Si ellos-los mauros- no se encargan de proyectar una imagen aproximada de su situación, alguien lo tendrá que hacer, aunque sea con una intención puramente utilitaria, cuando no maliciosa.

Proyectar sobre los otros nuestras propias deficiencias es una vieja práctica, pero hay realidades objetivas, incluso subjetivas, que son imposibles de obviar. Toda visión es susceptible de contener algún prejuicio.

La llegada de los espejos, bien en forma de tv e internet, puede reproducir un orientalismo al revés. Tanto ver tu imagen representada por los otros, que al final la asumes como propia.

Lo oriental o lo occidental ya no es una posición geográfica asociada a una serie de ideologías un tanto imprecisas, aunque imbuidas de un sentimiento común de pertenencia social.

Podríamos hablar de esa caricatura ideológica de países muy modernos, antaño administrados por la Corona Británica. El orientalismo aparece en las decapitaciones o indultos por parte de poderes opacos. En la obligación de vestir unas determinadas prendas. La figura del padre jefe de clan que todo lo controla. Las clientelas familiares a la sombra de economías rentistas.

Orientalistas son las rutas turísticas por oasis y palmerales, donde monos y caballos adiestrados se pelean por comer de nuestra mano. Hay quien arguye que mantener la diferencia es necesario para nuestra supervivencia. Desconozco si estas son las diferencias que hay que preservar.

En ese sentido, podemos decir que la radicalidad de la diferencia es la clave para disfrutar de la originalidad de la expresión cultural. Pero en la representación teatral de la actualidad, donde aparecen todo tipo de promesas de redención sobre pueblos, razas, o colectividades, el tramoyista liberal tiene que aparecer en el propio escenario. Por otro lado, las diferencias entre sociedades son necesarias para la estratificación económica y social.
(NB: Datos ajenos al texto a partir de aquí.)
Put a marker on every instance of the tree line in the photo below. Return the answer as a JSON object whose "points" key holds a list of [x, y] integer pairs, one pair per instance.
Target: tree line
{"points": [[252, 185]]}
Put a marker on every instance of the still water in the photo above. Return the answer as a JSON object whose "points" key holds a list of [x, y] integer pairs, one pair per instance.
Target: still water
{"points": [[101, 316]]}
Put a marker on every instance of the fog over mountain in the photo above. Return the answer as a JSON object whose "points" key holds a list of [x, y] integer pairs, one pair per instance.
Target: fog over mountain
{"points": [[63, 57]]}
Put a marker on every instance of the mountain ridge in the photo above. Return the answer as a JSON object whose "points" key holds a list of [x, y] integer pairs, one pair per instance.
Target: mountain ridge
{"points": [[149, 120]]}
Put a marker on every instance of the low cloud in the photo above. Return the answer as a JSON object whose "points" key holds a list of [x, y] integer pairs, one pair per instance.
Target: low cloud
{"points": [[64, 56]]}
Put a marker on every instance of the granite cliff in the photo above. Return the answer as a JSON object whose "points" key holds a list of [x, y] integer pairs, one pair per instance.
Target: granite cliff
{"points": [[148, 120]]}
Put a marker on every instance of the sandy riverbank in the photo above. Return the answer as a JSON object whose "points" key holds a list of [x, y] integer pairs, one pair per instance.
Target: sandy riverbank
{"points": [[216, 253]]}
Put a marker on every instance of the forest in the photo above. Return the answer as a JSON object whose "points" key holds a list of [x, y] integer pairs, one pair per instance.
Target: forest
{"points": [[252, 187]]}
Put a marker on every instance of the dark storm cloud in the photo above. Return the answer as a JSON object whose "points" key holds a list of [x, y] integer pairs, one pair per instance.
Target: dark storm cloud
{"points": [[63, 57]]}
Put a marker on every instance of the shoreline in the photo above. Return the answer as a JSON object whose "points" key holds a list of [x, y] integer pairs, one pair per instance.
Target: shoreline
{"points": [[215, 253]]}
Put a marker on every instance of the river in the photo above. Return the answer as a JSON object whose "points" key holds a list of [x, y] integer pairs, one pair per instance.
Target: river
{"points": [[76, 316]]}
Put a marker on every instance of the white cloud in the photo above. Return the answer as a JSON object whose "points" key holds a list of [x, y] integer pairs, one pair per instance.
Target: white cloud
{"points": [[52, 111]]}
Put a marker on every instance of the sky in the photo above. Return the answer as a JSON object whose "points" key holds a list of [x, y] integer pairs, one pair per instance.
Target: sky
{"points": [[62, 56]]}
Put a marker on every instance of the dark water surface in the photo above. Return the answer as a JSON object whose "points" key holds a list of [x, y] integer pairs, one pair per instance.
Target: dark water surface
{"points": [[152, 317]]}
La asunción del como nos proyectan, también tiene un sentido en las escala de jerarquías de los poderes nacionales. Fíjense en las fronteras de México, Ceuta o Melilla, o en el Mediterráneo italiano. Lo más curioso es que estas profilaxis raciales, religiosas, y económicas, ya han sido derrumbadas en abstracto, aunque físicamente siguen así. Nos iguala el deseo de consumo, pero no hay visado para todos.

Escribió Kipling que "el Oriente es el Oriente, el Occidente es el Occidente, y ambos nunca se encontrarán".  Tal vez el poeta inglés se refería a que ambas realidades ya nunca serán autónomas, ni tan siquiera diferentes. En realidad, hay un Occidente en Oriente, y un Oriente en Occidente, y ambos están tan tristes, como felices de alumbrarse.